🤖 AI Summary
Existing large language models exhibit coarse-grained stylistic control and unreliable evaluation in open-ended story generation. Method: We propose a style-conditioned training framework integrating fine-grained style modeling with a multi-objective reward mechanism: a style reward derived from authorship verification signals, jointly optimized with content coherence and narrative completeness scores via Group Relative Policy Optimization (GRPO) on an 8B-parameter model; additionally, a fine-tuned sentence transformer serves as a style discriminator to enable end-to-end style alignment. Contribution/Results: On Mark Twain–style story generation, our method achieves a style score of 0.628—significantly outperforming GPT-4o and Claude Sonnet 4—demonstrating superior stylistic consistency and competitive content quality. To our knowledge, this is the first work to achieve stylistic alignment capability surpassing that of larger models using only a medium-scale model.
📝 Abstract
Recent advances in large language models (LLMs) show impressive performance in open-ended story generation, but fine-grained stylistic control remains limited. Existing methods often rely on shallow cues (e.g., names or topics) to simulate authorial style, without robust evaluation. In this work, we present a training framework for style-conditioned story generation using Group Relative Policy Optimization (GRPO) and a custom multi-reward setup. The style reward is derived from a fine-tuned sentence transformer using authorship verification (AV) signals, combined with content and completeness scores to stabilize long-form narrative generation.
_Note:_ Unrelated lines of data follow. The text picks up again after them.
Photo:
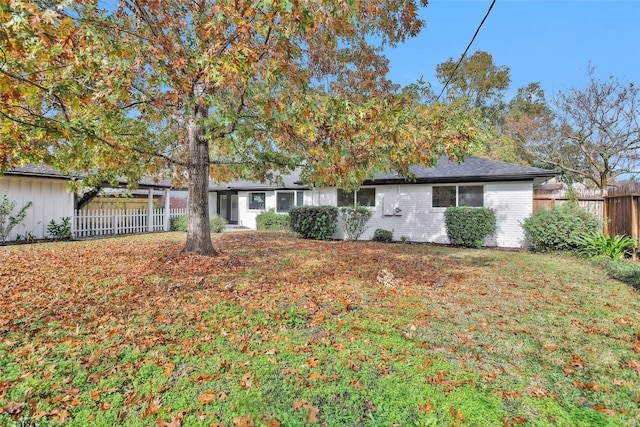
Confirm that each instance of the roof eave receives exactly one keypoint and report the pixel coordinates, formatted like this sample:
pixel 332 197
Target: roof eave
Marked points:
pixel 458 179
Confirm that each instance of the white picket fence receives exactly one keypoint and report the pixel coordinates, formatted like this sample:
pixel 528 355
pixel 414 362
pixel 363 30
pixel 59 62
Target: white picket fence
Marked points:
pixel 104 222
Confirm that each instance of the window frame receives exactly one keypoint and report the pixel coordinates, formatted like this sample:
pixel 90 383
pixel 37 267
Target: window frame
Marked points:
pixel 298 196
pixel 457 195
pixel 249 201
pixel 355 197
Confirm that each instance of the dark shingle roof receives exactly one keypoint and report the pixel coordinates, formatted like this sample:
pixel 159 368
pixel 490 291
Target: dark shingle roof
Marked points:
pixel 43 171
pixel 471 169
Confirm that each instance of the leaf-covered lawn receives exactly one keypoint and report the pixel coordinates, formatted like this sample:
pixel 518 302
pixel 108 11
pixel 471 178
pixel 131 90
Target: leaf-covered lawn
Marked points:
pixel 282 331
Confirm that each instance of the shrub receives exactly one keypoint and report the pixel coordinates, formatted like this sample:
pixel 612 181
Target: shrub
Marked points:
pixel 180 223
pixel 558 228
pixel 314 222
pixel 354 220
pixel 8 221
pixel 271 221
pixel 381 235
pixel 60 231
pixel 469 226
pixel 596 244
pixel 217 224
pixel 624 270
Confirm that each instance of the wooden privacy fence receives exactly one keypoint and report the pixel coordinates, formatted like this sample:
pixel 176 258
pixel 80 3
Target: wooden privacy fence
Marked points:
pixel 618 207
pixel 104 222
pixel 621 210
pixel 591 200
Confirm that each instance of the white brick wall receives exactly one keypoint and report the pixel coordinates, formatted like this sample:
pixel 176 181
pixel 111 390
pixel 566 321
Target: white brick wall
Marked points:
pixel 418 220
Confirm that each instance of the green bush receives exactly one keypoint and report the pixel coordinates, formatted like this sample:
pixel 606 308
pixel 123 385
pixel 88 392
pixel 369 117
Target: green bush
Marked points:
pixel 179 223
pixel 354 220
pixel 381 235
pixel 271 221
pixel 626 271
pixel 469 226
pixel 558 228
pixel 60 231
pixel 8 221
pixel 314 222
pixel 596 244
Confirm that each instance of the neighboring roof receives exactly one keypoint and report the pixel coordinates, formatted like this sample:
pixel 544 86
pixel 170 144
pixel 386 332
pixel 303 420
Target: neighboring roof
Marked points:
pixel 472 169
pixel 289 181
pixel 41 171
pixel 45 171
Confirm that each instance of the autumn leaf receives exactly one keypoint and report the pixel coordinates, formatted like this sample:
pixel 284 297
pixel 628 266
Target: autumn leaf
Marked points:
pixel 246 382
pixel 577 361
pixel 208 397
pixel 427 407
pixel 152 408
pixel 246 421
pixel 457 415
pixel 634 364
pixel 313 415
pixel 312 362
pixel 356 384
pixel 314 376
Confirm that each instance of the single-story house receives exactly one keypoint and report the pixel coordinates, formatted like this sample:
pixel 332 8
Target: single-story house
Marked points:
pixel 410 208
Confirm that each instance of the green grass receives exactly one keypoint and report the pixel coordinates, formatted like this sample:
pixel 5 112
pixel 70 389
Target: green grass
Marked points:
pixel 282 331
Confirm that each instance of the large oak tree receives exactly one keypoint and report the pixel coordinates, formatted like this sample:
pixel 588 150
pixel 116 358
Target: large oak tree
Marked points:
pixel 215 89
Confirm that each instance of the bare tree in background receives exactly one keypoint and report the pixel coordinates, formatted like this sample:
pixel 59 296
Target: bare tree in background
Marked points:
pixel 595 132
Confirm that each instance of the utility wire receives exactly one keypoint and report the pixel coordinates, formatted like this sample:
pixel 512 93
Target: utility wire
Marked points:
pixel 466 50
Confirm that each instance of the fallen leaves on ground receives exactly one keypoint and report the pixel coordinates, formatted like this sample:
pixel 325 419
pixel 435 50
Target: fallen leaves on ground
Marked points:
pixel 133 328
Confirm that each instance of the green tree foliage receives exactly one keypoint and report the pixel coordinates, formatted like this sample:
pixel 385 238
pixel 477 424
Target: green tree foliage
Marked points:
pixel 354 220
pixel 314 222
pixel 469 226
pixel 559 228
pixel 8 221
pixel 477 80
pixel 216 89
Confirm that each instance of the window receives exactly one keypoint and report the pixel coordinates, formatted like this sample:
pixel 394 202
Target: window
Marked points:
pixel 285 200
pixel 257 201
pixel 443 197
pixel 362 197
pixel 458 195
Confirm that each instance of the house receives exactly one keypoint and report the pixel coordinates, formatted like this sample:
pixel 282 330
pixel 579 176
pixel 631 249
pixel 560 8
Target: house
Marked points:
pixel 410 208
pixel 46 189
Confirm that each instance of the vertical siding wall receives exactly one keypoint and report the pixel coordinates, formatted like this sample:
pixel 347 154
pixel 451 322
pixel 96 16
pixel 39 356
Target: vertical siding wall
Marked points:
pixel 50 201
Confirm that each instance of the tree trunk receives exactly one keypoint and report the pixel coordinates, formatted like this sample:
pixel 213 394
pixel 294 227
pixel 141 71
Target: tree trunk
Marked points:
pixel 198 229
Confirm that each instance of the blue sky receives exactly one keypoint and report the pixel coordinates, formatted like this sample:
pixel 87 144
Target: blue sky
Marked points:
pixel 552 42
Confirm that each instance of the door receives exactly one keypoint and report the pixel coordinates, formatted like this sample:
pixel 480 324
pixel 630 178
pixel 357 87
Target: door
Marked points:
pixel 228 206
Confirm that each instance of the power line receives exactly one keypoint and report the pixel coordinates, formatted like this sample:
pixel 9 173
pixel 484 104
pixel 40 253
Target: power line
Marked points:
pixel 465 51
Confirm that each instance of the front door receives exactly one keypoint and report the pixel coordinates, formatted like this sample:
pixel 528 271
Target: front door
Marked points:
pixel 228 206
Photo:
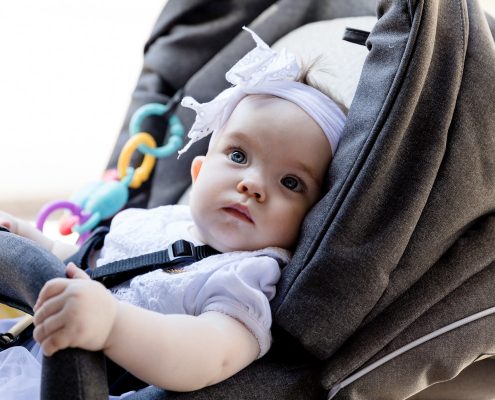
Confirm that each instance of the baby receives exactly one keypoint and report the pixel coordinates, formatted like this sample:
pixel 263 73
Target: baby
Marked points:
pixel 273 139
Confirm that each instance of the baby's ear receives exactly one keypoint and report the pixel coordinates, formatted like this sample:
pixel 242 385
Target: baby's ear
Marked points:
pixel 196 167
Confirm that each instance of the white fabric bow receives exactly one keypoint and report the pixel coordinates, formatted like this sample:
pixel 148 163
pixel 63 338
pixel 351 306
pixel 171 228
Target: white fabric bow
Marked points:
pixel 264 71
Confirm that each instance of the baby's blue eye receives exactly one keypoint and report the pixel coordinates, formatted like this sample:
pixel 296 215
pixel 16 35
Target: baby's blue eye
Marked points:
pixel 238 157
pixel 292 183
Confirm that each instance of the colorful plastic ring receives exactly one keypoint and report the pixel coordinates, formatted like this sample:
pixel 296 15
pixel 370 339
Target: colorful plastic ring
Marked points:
pixel 142 173
pixel 176 129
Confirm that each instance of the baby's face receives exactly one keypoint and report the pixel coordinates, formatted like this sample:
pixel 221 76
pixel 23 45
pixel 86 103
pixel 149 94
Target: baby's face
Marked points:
pixel 260 176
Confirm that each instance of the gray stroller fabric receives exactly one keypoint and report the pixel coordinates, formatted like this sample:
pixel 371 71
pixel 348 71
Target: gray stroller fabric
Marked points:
pixel 402 244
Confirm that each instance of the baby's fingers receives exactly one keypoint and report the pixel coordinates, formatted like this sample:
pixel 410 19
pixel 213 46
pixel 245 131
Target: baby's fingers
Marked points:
pixel 52 288
pixel 48 327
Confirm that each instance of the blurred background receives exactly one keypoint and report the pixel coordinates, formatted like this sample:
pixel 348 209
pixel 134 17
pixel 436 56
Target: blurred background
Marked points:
pixel 66 62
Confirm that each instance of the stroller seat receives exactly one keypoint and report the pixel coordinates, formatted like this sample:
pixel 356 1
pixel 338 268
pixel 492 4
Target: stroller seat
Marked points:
pixel 403 242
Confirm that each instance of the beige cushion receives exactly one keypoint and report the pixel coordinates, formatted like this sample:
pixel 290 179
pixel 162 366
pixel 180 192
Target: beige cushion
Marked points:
pixel 341 61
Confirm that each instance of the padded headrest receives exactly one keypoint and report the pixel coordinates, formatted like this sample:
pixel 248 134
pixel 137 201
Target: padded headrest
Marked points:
pixel 341 62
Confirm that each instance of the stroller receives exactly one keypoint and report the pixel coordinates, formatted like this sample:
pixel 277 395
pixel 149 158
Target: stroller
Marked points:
pixel 392 285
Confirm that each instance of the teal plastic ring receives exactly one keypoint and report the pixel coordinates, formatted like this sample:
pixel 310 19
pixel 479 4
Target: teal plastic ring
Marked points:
pixel 176 129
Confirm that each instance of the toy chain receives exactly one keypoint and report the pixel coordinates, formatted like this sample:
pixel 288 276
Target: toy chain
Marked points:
pixel 101 200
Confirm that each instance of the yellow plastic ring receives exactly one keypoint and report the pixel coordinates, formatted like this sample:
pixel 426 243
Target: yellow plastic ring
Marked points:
pixel 143 172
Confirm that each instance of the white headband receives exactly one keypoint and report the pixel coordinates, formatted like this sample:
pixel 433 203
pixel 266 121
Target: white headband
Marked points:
pixel 264 71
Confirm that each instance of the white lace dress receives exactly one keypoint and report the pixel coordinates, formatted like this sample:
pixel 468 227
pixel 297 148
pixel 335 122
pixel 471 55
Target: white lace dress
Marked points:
pixel 239 284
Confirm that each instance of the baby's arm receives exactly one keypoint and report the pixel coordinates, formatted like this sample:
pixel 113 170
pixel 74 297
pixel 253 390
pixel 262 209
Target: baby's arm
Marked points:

We conduct experiments using fiction by Mark Twain, a prominent 19th-century American author, with The Adventures of Huckleberry Finn serving as the reference style exemplar. Our 8B model outperforms larger baselines such as GPT-4o and Claude Sonnet 4 in AV-style metrics, achieving a style score of 0.628 and competitive content quality. Results demonstrate the feasibility of agentic stylistic generation with moderate model size and task-specific training. While the output is clearly style-aligned, narrative completeness remains a challenge, indicating future work is needed to better model global coherence and story resolution.